Thursday, June 16, 2016

How a Russian Émigré Introduced a Fundamentalist Protestant Conspiracy Theory to Russian Orthodoxy



Paul Goble

            Staunton, June 16 – Conspiracy thinking has never been absent from the Russian Orthodox Church, but one of its current central themes – that the Anti-Christ will soon appear – has an interesting origin. According to a Russian scholar, this idea comes from Fundamentalist
Protestantism in the US and was introduced into Orthodoxy by an émigré professor.

            The idea that the formation of the EU, the IMF and humanitarian organizations are all signs of the Anti-Christ’s imminent arrival and that all of them are being directed by a super-secret computer in Brussels was developed by American Baptists in the late 1970s and then transmitted to the Moscow Patriarchate, according to Aleksandr Panchenko.

            The researcher at the Moscow Institute of Russian Culture makes this argument in an article entitled “A Computer with the Name of the Beast,”(in Russian;  Antropologichesky forum, 27 (2015):  122-141; on line at anthropologie.kunstkamera.ru/files/pdf/027/panchenko2.pdf and summarized at ttolk.ru/?p=27036).

            As the Tolkovatel portal notes, “belief in conspiracies has a first-order importance for millenarianism of the end of the 20th and beginning of the 21st centuries,” something that “isn’t surprising” given that “millenarian ideas always predispose their followers to a belief in conspiracies” that others can’t or won’t see.

            In the 1970s, what is known as the New Christian Right in the US came up with a number of these based on its reading of the Bible and its conclusion that recent developments in the world point to the end times, with the arrival of the Anti-Christ and then his overthrow by God.

            Russian Orthodox writers devote far less attention to the interpretation of the Bible than do these Protestant fundamentalists, Panchenko says; and consequently, the appearance of the conspiracy theories that have been widespread among the New Christian Right within Orthodoxy requires an explanation.

            The story is complicated, and Panchenko traces each of its stages. But the basic outline is as follows: In 1981, a US Protestant fundamentalist named Mary Stewart Ralph published in Alabama a book entitled, “When Your Money Loses Value, the 666 System in Action” which linked signs of the approaching end times to a computer named “the Beast” in Brussels.

            Ralph’s book attracted a great deal of attention in the US but it would not have affected Russian Orthodoxy had it not been for a Russian studies professor at the University of South Alabama  named Paul Vaulin (1918-2007) who translated portions of it for broadcast to Russian audiences.

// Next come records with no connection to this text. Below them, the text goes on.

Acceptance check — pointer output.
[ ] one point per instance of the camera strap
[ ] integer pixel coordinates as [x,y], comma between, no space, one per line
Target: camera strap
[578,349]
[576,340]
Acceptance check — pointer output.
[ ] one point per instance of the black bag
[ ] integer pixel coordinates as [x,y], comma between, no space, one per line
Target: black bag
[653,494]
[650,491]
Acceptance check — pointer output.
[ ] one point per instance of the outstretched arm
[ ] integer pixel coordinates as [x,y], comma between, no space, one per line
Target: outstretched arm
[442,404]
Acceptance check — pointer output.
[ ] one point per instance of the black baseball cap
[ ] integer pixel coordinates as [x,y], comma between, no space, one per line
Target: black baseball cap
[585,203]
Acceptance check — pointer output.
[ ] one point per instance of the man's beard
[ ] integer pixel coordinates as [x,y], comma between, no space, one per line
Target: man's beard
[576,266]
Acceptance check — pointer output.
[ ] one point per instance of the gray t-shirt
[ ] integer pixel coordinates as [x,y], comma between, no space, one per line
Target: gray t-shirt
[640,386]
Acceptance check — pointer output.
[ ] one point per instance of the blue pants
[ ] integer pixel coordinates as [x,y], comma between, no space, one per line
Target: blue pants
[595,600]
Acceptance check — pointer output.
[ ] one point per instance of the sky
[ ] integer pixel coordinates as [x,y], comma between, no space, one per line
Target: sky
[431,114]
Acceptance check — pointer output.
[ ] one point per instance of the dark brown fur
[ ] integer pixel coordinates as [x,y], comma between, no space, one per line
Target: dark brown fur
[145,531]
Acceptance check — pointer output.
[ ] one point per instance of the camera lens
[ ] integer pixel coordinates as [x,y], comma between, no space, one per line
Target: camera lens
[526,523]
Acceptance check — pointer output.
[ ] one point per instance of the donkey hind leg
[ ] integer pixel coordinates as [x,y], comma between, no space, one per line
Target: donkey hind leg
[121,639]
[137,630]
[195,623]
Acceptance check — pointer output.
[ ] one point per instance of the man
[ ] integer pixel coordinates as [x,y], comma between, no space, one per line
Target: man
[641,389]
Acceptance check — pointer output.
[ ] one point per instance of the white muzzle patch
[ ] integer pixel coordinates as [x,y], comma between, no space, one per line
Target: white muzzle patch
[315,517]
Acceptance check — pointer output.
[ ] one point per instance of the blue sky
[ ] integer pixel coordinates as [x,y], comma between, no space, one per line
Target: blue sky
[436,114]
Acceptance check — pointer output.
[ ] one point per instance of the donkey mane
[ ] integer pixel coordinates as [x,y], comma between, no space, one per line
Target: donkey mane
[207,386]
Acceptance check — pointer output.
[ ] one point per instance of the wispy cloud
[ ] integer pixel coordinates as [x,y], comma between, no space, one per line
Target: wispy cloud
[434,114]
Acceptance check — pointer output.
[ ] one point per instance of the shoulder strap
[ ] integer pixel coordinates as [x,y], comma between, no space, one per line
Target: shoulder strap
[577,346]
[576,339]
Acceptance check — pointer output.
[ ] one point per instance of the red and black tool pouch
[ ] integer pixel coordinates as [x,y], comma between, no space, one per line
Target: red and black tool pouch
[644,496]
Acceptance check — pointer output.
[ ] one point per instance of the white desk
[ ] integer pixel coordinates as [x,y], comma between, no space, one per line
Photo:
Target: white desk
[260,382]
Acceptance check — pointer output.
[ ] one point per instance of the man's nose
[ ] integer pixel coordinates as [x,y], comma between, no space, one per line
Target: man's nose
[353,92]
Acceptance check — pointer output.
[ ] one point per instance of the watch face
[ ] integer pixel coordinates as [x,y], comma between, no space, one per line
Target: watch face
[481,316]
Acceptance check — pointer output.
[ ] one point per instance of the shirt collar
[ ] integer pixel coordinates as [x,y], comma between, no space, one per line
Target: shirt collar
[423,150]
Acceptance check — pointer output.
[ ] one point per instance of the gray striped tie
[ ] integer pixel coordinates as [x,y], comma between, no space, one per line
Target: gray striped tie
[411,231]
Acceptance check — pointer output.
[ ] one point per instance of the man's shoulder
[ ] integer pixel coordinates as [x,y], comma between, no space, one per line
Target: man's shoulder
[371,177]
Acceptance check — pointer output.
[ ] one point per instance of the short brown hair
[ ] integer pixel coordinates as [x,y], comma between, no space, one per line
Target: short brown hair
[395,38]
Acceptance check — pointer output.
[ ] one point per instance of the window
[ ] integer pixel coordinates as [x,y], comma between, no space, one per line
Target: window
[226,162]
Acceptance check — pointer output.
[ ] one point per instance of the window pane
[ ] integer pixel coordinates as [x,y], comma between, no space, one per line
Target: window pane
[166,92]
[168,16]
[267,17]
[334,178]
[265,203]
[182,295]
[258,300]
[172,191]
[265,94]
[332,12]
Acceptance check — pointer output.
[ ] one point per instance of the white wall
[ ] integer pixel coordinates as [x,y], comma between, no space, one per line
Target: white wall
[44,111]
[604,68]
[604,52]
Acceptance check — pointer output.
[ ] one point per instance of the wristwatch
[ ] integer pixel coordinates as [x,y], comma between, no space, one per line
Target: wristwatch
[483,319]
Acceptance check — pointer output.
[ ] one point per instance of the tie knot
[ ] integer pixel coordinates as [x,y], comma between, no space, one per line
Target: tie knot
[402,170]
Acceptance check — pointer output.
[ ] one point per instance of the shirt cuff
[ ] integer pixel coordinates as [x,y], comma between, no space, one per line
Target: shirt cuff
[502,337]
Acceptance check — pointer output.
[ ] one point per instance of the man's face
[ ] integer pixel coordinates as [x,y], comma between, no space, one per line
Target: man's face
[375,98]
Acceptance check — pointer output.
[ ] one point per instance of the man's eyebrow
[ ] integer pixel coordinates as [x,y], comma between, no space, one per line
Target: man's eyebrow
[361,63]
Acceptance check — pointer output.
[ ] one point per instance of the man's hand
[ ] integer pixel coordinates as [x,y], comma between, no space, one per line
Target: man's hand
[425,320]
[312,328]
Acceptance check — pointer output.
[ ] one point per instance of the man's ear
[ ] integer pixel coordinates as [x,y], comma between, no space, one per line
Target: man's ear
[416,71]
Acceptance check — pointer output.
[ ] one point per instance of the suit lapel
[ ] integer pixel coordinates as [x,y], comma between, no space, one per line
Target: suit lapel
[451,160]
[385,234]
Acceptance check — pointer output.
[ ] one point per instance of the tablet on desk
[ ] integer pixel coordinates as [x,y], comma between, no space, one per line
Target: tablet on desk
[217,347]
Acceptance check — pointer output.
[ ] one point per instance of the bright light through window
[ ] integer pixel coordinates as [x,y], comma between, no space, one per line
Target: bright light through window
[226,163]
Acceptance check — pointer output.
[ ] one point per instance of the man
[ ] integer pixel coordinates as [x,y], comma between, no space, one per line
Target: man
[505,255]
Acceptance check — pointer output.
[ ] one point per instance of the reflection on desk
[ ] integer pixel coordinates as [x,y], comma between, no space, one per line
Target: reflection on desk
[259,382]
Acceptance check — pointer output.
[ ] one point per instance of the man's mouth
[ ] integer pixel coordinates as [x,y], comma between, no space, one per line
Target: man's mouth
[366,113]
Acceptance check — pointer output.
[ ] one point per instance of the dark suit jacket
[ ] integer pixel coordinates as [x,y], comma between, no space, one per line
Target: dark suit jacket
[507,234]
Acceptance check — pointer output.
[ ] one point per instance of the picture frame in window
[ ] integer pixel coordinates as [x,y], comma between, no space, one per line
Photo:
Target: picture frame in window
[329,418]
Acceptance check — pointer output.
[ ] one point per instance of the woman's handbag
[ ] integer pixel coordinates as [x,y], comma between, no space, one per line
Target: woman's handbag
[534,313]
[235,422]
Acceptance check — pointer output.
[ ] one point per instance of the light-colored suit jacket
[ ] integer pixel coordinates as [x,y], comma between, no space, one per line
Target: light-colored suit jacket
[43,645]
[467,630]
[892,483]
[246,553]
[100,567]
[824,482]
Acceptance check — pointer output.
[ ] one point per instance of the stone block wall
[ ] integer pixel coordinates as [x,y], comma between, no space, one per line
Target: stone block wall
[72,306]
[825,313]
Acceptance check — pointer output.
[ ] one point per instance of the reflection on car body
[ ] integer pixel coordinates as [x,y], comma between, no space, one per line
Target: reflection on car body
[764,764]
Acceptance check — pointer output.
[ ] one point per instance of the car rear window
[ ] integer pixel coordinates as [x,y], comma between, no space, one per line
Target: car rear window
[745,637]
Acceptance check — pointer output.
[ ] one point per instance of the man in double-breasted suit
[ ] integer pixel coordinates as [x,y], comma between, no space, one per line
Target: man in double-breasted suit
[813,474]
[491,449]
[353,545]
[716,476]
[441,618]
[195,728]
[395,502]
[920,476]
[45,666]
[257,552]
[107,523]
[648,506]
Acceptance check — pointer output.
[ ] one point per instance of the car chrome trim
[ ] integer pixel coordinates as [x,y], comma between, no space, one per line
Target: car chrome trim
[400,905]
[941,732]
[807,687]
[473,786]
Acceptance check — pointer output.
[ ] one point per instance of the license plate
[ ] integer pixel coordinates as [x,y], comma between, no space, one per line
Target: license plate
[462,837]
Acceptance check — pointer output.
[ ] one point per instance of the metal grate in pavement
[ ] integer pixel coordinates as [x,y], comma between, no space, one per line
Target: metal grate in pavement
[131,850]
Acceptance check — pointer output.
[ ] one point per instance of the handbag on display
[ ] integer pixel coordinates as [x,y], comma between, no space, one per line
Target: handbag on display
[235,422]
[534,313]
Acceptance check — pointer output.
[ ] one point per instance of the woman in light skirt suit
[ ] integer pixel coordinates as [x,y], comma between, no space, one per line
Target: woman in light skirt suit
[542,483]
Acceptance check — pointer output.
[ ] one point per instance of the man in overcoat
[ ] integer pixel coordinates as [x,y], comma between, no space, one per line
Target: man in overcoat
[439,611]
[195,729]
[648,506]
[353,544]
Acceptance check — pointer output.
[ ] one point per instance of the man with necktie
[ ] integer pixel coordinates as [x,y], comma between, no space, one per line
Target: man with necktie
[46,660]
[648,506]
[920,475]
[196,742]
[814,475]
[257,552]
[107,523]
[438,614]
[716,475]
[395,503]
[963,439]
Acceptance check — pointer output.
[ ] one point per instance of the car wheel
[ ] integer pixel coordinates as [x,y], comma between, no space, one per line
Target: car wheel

            Paulin escaped the Soviet Union at the time of the Soviet-Finnish war and after many adventures landed in the US where he attached himself to the radical religious-nationalist wing of the Russian emigration and attracted some attention for books like “The Regiment of Kitezh” (1977) about a plot to overthrow the communist dictatorship.

            He also gained a certain notoriety among leaders of the Russian emigration in the West for claiming he had written a Russian poem more important than anything Pushkin had produced and for building a bomb shelter in his summer place in Maine because of his expectation of an imminent nuclear war.

            Vaulin’s translation of Ralph’s book fell into the hands of the Mount Athos religious figure Paisiy Eznepidis (1924-1994) who played up the idea of a super-secret computer and the ways in which price codes and the number 666 were a threat to all true Christians.  He told visiting Russian Orthodox clergy about this and they took these ideas back to Russia.

            “In this way,” the portal says, “American Baptist eschatology conquered the heart of Russian Orthodox.”